Adults
Indication
- When lower extremity pain is present
- For adult spinal deformity
- Neurological symptoms reported in 59–85% of patients with ASD
- Severe symptoms (VAS > 5) present in > 40% of patients
- Most common are isolated radiculopathy followed by claudication, neurological deficit, and myelopathy
Can identify
Disc degeneration
- Pfirrmann grading
- A complete evaluation of disc status (especially at LSJ) is critical to define whether to extend the fusion to the Sacrum/pelvis
Modic endplate changes;
- Oh I See; Oedema I both bright, See Shadow)
- Modic type I:
- Pathology
- bone marrow oedema and inflammation
- T1: low signal
- T2: high signal
- T1 C+ (Gd): enhancement
- Clinical significance
- associated with low back pain
- ? infection being a potential aetiological factor for lower back pain.
- Albert et al. 2013: double blind RCT
- co- amoxiclav for 100 days
- back pain + Modic type 1 changes
- Findings were encouraging and demonstrated a statistically significant improvement in disability indices in the antibiotic group versus the placebo group.
- This has been disproven by other external studies (Need to find these studies)
- Modic type II:
- Pathology
- Marrow ischaemia → Normal red haemopoietic bone marrow conversion into yellow fatty marrow
- T1: high signal
- T2: iso to high signal
- Clinical significance
- associated with low back pain
- Modic type III:
- Pathology
- Subchondral bony sclerosis
- T1: low signal
- T2: low signal
Central canal stenosis
- Canal stenosis occurs in ~8% of patients with ASD
- Most common symptom is neurological claudication
- Schizas grading
- Grade A: No or minor stenosis
- A1: the rootlets lie dorsally and occupy less than half of the dural sac area.
- A2: the rootlets lie dorsally, in contact with the dura but in a horseshoe configuration.
- A3: the rootlets lie dorsally and occupy more than half of the dural sac area.

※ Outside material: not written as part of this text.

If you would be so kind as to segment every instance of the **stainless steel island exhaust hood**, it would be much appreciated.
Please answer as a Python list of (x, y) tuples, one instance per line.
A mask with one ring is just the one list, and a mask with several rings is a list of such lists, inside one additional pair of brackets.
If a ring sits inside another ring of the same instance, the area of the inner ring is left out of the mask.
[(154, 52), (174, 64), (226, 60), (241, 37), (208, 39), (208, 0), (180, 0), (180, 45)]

- A4: the rootlets lie centrally and occupy the majority of the dural sac area.
- Grade B stenosis: Moderate stenosis
- the rootlets occupy the whole of the dural sac, but they can still be individualized. Some CSF is still present giving a grainy appearance to the sac.

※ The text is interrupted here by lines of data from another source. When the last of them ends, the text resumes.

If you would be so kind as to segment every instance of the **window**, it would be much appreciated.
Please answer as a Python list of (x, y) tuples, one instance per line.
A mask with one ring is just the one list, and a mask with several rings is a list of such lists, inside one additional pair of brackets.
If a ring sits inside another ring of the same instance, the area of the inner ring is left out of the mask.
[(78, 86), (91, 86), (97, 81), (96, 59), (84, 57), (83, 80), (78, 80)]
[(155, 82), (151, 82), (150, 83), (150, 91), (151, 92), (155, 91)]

- Grade C stenosis: Severe stenosis
- no rootlets can be recognized, the dural sac demonstrating a homogeneous gray signal with no CSF signal visible. There is epidural fat present posteriorly.
- Grade D stenosis: Extreme stenosis
- in addition to no rootlets being recognizable there is no epidural fat posteriorly.
Synovial cyst
- Originates from the joint
- Capsulated, iso/hyperintense in T2
- Can be aspirated
Paraspinal muscle health (Goutallier classification)

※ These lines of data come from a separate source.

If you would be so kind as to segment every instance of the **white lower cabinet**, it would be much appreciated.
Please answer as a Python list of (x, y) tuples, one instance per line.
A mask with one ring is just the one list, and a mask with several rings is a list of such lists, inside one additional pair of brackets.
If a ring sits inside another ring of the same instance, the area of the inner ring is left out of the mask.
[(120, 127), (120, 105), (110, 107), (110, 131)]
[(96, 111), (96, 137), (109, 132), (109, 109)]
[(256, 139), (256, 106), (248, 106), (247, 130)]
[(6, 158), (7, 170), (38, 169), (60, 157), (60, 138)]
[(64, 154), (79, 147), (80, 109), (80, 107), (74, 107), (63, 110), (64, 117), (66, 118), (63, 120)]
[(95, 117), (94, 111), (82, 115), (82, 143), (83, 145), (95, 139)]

- Evaluation of fatty infiltration in paraspinal muscles
- Jun 2016
- Fatty degeneration (FD) of paraspinal muscles was significantly correlated with:
- Higher age (r = 0.393)
- Increased pelvic tilt (r = 0.430)
- Increased sagittal vertical axis (SVA) (r = 0.488)
- Greater PI–LL mismatch (r = 0.479)
- More kyphotic thoracic alignment (r = −0.559; negative correlation)
- Less lumbar lordosis (LL) (r = −0.505)
- Muscle mass (LM) was positively correlated with LL (r = 0.342), and negatively with PI–LL mismatch (r = −0.283).
- Facet hypertrophy
- Pedicle enlargement
- Foraminal encroachment
Paediatric (EOIS, LOIS)
- MRI spine including craniocervical junction to sacrum is required
- Indication
- Rapid progression
- Excessive kyphosis
- Structural abnormalities
- Neurologic symptoms or pain
- Atypical curve pattern (left thoracic curve, short angular curve, apical kyphosis)
- Foot deformities
- Asymmetric abdominal reflexes
- A syrinx is associated with abnormal abdominal reflexes and a curve without significant rotation
- Identify CNS causes (e.g. syrinx, Chiari malformation, tethered cord).